交通戦争で一儲け?うちの父ちゃんはアコギな『示談屋』

基本情報

示談屋 ★★★☆
1963 スコープサイズ 80分 @アマプラ
企画:久保圭之介 原作&脚本:安藤日出男 撮影:萩原泉 照明:大西美津雄 美術:柳生一夫 音楽:山本丈晴 監督:井田探

感想

■1960年代の日本は交通事故が激増して「交通戦争」と呼ばれた時代だった。そのなかで迅速な交通事故解決を図るためあくどい「示談屋」が横行した。自らすすんで示談屋家業に打って出たおやじ(小沢栄太郎)だが、その気弱な息子(川地民夫)は自動車会社の事故対応担当でノイローゼ気味。しかも事故で顔に酷い傷を負ったモデルの女(松本典子)に同情して結婚すると言い出す始末。。。

■主役はえげつない関西弁の示談屋を演じる小沢栄太郎で、安藤日出男が関西テレビに書いたオリジナル脚本が原作なので、その名残か。川地民夫は準主役で、気の弱い生真面目で初な若者を好演する。しっかりした取材に基づいて描かれた密度の濃い脚本で、さすがに見事。ただ、終盤の急展開はちょっと尻切れトンボ感が残り、そこは残念。日活映画にしては珍しく音楽が湿っぽいのも非常に惜しいなあ。

■示談屋の周囲に小池朝雄、藤村有弘といった曲者が蝟集して大声でわいわいやりあうだけで楽しい気分になってくる。小沢栄太郎小池朝雄もどぎついくらいのオーバアクト気味で、それは監督の指示なのだろう。まるで後年の東映映画なみのアクの強さ。藤村有弘はお得意の在日朝鮮人役を嬉々として演じて切れの良い演技を見せる。短い場面だけど演技にメリハリが効いているので、スタッフにも受けが良かっただろうな。待ってましたとクライマックスに特別出演的に登場するのが杉村春子で、演出もすごく気を使っているのが可笑しい。

■おなじみの佐野浅夫川地民夫の上司役をリアルに演じる(セリフが実によく書けているんだな)し、自動車会社の顧問弁護士は大森義夫で、よれよれの廃人役から弁護士まで意外と器用に演じ分ける人なのだ。

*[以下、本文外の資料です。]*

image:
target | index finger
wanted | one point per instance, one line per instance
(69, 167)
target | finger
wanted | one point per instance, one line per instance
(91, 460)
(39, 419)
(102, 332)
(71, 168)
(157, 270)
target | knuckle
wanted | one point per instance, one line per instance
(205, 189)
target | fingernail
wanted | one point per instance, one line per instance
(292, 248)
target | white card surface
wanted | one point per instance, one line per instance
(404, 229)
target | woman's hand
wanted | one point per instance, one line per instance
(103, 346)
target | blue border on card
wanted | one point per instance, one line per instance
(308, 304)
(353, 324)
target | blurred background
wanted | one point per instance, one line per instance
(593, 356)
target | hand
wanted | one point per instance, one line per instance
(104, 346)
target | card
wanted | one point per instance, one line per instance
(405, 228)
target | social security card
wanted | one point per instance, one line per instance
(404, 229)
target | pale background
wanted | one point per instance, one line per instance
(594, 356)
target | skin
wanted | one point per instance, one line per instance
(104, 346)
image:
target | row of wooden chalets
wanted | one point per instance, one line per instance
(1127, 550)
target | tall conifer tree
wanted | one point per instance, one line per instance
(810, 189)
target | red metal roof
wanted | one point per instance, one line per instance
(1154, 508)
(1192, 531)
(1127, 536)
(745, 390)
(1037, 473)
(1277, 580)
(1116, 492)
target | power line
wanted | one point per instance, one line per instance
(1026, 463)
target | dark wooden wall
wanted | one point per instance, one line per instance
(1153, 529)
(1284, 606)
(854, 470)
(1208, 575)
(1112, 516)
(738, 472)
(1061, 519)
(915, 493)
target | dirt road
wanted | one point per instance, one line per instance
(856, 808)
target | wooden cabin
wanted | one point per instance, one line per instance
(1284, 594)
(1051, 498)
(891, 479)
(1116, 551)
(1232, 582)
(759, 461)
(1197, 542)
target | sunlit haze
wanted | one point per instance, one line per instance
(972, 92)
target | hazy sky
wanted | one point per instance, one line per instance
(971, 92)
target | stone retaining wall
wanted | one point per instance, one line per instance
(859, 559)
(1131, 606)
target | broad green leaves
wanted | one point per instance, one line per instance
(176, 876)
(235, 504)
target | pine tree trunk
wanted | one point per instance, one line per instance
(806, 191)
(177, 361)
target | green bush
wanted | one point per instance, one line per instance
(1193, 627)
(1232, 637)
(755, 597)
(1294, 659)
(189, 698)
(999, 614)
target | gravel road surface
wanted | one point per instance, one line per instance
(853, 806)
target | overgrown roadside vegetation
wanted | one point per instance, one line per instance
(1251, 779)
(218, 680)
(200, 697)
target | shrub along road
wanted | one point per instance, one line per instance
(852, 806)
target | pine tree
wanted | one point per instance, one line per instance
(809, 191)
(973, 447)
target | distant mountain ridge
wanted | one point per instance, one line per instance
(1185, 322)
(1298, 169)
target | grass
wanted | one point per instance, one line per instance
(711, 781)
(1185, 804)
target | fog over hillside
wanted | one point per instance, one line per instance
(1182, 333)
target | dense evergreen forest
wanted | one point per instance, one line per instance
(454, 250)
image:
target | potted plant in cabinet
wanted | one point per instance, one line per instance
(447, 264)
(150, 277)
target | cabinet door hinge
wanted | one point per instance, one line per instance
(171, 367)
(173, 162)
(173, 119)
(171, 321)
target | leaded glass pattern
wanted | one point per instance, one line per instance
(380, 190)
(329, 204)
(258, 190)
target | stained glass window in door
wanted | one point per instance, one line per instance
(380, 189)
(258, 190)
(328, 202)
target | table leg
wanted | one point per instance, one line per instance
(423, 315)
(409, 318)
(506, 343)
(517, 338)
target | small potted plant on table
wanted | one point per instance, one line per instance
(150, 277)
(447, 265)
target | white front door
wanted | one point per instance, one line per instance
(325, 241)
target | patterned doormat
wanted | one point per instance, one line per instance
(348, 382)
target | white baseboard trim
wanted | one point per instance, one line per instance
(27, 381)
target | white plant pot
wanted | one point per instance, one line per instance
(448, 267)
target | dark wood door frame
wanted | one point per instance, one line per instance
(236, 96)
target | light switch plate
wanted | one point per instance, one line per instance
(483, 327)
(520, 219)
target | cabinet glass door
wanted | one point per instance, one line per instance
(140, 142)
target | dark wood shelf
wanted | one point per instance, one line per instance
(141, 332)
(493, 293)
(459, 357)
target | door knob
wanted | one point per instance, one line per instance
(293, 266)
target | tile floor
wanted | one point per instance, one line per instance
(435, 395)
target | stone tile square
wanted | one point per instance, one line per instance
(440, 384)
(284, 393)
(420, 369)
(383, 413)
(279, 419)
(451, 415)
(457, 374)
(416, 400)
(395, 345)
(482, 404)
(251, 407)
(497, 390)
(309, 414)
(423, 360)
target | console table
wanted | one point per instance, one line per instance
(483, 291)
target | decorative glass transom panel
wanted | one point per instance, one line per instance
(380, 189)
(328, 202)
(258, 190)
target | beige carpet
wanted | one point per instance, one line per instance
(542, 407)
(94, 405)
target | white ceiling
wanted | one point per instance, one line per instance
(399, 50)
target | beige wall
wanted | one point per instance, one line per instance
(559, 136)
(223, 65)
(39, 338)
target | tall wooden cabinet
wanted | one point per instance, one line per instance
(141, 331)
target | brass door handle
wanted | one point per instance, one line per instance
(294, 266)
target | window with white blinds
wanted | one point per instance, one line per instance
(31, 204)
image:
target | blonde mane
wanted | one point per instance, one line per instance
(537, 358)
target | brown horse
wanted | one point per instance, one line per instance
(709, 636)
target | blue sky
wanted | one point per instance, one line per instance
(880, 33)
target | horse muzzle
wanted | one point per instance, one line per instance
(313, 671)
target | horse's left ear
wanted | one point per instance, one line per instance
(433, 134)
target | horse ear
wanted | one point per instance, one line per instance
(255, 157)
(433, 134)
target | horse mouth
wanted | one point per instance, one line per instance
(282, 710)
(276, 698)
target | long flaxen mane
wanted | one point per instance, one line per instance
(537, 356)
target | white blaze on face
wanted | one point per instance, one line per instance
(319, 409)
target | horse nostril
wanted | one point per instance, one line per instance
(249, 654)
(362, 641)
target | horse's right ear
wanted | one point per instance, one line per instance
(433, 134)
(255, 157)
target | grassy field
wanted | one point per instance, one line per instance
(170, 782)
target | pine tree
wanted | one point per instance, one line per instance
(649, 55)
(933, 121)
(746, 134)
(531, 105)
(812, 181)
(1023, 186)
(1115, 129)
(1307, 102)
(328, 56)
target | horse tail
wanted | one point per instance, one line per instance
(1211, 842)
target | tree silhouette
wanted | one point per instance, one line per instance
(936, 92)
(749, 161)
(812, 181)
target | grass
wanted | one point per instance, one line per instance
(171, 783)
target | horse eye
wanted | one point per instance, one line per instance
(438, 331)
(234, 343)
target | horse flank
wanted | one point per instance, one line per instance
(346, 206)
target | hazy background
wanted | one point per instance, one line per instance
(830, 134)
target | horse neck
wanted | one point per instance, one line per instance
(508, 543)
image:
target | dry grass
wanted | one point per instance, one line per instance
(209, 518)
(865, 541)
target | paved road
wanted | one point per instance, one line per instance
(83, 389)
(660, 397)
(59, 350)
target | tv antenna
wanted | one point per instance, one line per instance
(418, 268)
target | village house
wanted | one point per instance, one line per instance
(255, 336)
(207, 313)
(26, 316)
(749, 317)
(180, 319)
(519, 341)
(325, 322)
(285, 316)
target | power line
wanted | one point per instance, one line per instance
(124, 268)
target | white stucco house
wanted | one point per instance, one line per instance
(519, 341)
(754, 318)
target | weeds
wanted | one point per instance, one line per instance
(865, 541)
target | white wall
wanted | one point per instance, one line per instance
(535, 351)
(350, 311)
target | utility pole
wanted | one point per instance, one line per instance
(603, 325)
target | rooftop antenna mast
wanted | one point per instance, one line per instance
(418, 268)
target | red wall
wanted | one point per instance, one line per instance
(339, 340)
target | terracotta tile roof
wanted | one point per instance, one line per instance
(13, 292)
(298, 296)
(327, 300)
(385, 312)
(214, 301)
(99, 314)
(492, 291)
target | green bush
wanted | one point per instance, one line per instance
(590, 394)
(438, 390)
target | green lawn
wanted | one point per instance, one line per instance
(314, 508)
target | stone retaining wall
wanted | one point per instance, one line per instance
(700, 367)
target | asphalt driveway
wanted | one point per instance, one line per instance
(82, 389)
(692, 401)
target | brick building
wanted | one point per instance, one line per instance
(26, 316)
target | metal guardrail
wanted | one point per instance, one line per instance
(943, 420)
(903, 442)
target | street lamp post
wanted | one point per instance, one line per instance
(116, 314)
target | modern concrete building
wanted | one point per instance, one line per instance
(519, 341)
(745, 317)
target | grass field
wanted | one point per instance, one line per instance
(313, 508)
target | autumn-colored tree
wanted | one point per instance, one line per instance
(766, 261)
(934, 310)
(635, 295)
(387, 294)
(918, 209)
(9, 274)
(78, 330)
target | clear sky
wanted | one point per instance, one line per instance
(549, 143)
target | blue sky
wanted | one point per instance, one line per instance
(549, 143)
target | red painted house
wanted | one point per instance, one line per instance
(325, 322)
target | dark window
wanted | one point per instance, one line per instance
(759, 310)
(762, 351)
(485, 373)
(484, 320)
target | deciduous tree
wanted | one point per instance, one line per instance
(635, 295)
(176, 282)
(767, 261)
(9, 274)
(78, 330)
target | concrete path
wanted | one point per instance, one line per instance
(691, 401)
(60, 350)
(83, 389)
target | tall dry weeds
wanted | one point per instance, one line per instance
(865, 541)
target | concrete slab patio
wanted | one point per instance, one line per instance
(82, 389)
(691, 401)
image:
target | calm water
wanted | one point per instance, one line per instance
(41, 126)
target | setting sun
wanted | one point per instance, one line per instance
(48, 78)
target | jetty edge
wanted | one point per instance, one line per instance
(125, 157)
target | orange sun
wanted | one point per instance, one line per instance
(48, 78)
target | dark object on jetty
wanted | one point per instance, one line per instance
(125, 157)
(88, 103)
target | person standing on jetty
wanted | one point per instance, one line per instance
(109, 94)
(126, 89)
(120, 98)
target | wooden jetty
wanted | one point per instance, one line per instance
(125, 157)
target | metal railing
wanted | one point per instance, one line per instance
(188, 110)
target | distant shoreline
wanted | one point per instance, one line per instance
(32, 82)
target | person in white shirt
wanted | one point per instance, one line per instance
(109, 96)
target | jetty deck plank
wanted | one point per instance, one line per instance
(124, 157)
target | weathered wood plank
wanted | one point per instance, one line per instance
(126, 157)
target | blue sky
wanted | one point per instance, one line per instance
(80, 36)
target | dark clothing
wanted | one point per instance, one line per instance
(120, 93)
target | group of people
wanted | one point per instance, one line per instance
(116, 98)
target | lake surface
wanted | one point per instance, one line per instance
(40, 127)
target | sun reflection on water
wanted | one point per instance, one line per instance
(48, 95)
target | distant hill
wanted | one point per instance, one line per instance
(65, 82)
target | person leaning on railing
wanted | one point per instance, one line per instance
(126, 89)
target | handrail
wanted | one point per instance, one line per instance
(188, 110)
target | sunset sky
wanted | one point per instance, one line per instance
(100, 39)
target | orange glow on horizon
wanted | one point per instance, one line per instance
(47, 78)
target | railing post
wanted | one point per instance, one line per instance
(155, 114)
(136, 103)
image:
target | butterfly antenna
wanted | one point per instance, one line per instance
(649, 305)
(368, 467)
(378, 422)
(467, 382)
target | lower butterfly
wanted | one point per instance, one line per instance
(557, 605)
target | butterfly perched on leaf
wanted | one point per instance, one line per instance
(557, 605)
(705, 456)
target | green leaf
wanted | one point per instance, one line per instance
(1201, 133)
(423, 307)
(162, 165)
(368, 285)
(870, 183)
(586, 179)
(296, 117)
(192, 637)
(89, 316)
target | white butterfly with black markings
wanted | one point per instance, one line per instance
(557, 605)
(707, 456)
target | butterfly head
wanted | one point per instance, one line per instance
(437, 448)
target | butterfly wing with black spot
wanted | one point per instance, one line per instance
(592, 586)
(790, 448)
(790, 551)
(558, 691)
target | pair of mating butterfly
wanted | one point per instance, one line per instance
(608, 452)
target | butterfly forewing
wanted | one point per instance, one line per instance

■この時期の日活のモノクロ映画の美点で、隅田川河畔でのロケ撮影がここでも秀逸で、ここはシネスコの画角が威力を発揮する。日活映画の街頭ロケ撮影は、スターを撮るというよりも、街並みごとリアルな情景を生き生きと撮ることに秀でていた。民芸映画社の撮影スタッフが卓越していたけど、日活本体ももちろん負けていない。

■監督の井田探はちょっと掴みどころがない人で、時々何を思ったのかシビアな社会派映画を撮った人。特に以下の二作は明らかに特定の主義者にしか思えないけど、ほとんどの映画は通常の娯楽路線なのだ。

■今気がついたけど、お話の構成が因果物語になっていて、「親の因果が子に報い」というかなり古臭い残酷劇の構成になっている。小沢栄太郎のどぎつい「示談屋」稼業の悪行が息子に祟る。だから交通事故で顔面に大きな傷を負うモデルはお岩さんと呼ばれるわけ。でも、基本的に喜劇タッチなので、同時期の今村昌平なども意識していたのではないか。